Entrados en las etapas
postreras de la vida, descubrimos que el “te echo de menos” no es incompatible
con un nuevo modo de presencia. Hay personas queridas que están lejos físicamente,
a las que no vemos a menudo, y, sin embargo, no nos sentimos lejos de ellas, no
las echamos de menos como si hubieran desaparecido de nuestro radar afectivo. Las queremos sin necesitarlas. Algunas personas queridas han muerto ya. Incluso
en este caso extremo, no las echamos de menos como quien las hubiera perdido
para siempre. Al contrario, el “echar de menos” adquiere una tonalidad serena y
esperanzada; es, en el fondo, una forma nueva de sentir su presencia. Ni
siquiera la muerte puede interrumpir los lazos que nos unen a ellas.

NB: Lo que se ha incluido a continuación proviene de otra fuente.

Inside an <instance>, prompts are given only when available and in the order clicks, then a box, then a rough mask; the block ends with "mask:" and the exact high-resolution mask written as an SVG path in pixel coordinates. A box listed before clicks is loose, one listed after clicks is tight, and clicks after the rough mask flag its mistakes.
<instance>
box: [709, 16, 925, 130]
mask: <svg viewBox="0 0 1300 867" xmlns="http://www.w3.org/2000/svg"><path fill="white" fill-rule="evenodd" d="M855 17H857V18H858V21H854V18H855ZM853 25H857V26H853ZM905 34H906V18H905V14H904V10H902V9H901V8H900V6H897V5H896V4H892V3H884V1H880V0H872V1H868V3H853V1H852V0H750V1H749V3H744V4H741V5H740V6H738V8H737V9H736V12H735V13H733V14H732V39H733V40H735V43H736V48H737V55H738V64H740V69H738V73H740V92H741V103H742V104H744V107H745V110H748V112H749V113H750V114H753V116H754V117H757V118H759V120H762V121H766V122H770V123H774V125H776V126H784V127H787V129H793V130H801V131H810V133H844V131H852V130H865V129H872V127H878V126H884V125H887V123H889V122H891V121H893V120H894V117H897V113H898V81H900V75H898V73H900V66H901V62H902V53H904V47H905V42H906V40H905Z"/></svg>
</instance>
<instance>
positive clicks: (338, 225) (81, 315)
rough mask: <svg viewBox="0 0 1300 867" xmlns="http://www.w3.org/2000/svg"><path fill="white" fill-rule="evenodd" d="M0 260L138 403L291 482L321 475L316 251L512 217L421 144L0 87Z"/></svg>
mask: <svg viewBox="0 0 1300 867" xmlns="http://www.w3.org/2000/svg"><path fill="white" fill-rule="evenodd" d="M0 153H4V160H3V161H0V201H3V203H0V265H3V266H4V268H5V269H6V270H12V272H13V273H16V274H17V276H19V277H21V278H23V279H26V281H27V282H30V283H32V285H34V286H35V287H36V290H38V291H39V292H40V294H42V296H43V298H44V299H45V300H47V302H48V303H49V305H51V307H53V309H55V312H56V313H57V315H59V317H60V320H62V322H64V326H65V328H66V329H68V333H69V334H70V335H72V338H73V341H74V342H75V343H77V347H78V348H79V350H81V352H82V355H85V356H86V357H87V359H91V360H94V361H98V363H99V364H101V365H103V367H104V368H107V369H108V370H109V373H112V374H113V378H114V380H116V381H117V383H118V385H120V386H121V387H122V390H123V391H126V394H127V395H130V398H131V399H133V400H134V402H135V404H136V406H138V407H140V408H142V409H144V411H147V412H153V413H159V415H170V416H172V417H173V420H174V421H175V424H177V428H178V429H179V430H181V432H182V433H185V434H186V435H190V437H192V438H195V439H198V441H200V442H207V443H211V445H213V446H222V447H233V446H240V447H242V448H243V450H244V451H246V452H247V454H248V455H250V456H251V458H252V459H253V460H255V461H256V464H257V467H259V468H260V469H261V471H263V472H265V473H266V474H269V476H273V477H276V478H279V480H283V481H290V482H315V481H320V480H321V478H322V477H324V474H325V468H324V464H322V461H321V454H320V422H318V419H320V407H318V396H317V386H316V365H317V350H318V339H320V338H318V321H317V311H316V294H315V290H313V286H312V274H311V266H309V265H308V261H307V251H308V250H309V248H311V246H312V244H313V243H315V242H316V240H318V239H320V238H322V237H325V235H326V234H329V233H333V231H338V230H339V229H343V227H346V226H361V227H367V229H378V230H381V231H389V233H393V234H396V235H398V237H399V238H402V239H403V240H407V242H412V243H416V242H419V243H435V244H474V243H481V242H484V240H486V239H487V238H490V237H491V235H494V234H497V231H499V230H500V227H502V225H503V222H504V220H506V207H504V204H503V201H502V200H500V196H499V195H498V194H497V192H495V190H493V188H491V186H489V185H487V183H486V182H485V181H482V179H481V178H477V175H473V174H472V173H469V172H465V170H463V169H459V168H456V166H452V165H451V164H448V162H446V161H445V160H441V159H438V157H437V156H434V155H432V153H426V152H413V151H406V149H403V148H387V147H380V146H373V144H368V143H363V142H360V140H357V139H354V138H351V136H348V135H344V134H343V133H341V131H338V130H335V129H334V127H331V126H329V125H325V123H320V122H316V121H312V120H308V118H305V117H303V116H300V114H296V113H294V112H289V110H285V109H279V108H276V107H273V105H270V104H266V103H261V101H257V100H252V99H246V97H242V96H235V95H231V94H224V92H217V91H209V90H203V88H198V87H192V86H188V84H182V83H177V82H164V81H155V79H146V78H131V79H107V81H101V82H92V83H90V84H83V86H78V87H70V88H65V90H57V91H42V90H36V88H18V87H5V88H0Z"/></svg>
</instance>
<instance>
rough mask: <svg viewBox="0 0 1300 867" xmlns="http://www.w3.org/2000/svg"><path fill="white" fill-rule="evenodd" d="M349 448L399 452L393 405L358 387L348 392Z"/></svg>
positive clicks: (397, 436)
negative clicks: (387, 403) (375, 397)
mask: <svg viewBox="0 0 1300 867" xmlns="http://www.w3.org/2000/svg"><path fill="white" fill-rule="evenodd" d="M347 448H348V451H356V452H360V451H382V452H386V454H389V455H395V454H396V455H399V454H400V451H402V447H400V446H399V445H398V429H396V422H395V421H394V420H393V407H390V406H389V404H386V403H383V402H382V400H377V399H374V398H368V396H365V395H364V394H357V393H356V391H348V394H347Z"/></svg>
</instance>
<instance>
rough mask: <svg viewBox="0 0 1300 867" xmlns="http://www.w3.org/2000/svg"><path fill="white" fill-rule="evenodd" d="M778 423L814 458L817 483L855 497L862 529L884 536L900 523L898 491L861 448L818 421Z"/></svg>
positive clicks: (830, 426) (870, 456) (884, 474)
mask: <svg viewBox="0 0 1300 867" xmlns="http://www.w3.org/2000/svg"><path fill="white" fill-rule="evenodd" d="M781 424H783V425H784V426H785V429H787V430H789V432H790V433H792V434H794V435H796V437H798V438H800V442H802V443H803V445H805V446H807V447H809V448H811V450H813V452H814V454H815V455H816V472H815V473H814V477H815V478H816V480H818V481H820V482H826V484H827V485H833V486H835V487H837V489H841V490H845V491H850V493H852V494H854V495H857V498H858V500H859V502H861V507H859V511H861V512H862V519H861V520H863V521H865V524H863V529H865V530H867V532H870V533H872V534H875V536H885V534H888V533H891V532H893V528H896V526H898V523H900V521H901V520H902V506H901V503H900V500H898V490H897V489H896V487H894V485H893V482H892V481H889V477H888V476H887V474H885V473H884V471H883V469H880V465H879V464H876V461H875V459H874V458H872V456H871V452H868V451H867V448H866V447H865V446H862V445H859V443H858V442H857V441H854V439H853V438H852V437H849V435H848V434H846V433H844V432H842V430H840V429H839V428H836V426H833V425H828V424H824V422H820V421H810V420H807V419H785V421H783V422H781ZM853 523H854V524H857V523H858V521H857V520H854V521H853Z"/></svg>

Se diría
que la muerte rompe para siempre las fronteras del espacio y del tiempo y nos permite una
comunión más profunda que cuando estábamos presentes físicamente el uno al
otro. Uno empieza a sospechar entonces que ese “echar de menos” es un anhelo
que apunta más lejos, que va más allá de las personas queridas y nos proyecta
hacia un infinito que tiene el nombre de Dios.
Cada vez que “echamos de menos”
a alguien, estamos reconociendo que tenemos necesidad de una voz que nos hable,
de unos ojos que nos miren, de una mano que nos acaricie. Ninguna de las
personas que forman parte de nuestro círculo afectivo está en condiciones de
satisfacer este anhelo. Si se lo pidiéramos, estaríamos cometiendo un atentado
de lesa humanidad, estaríamos obligándolas a ser lo que no son y a dar lo que no
tienen. Cuando comprendemos esto, nos colocamos humildemente ante el umbral del
Misterio y no exigimos nada de las personas a las que queremos, no las
chantajeamos con nuestras exigencias afectivas más o menos sutiles. Aceptamos
su amor como un mendigo acepta el pan que le ofrecen, como un peregrino acepta un vaso de agua fresca en una tarde de verano, porque sabemos que nuestro
corazón está ya habitado. Solo “echamos de menos” que se rompa definitivamente la tela de este
dulce encuentro.
¿Está ahí la comunión de los santos?
ResponderEliminarCreo que sí, Carlos. Es un misterio del que hablamos poco, pero para mí es una fuente de mucha esperanza.
EliminarCoincido con vosotros. ¡Gracias otra vez, Gonzalo! No es fácil a veces compartir la luz de la esperanza y jugarnos a esa carta la alegría. Pero creo que se puede. Y ahi, en lo más hondo, donde las palabras son vida, donde nada se pide y no se sabe cómo dar gracias por tanto don recibido en los hermanos, "te echo de menos".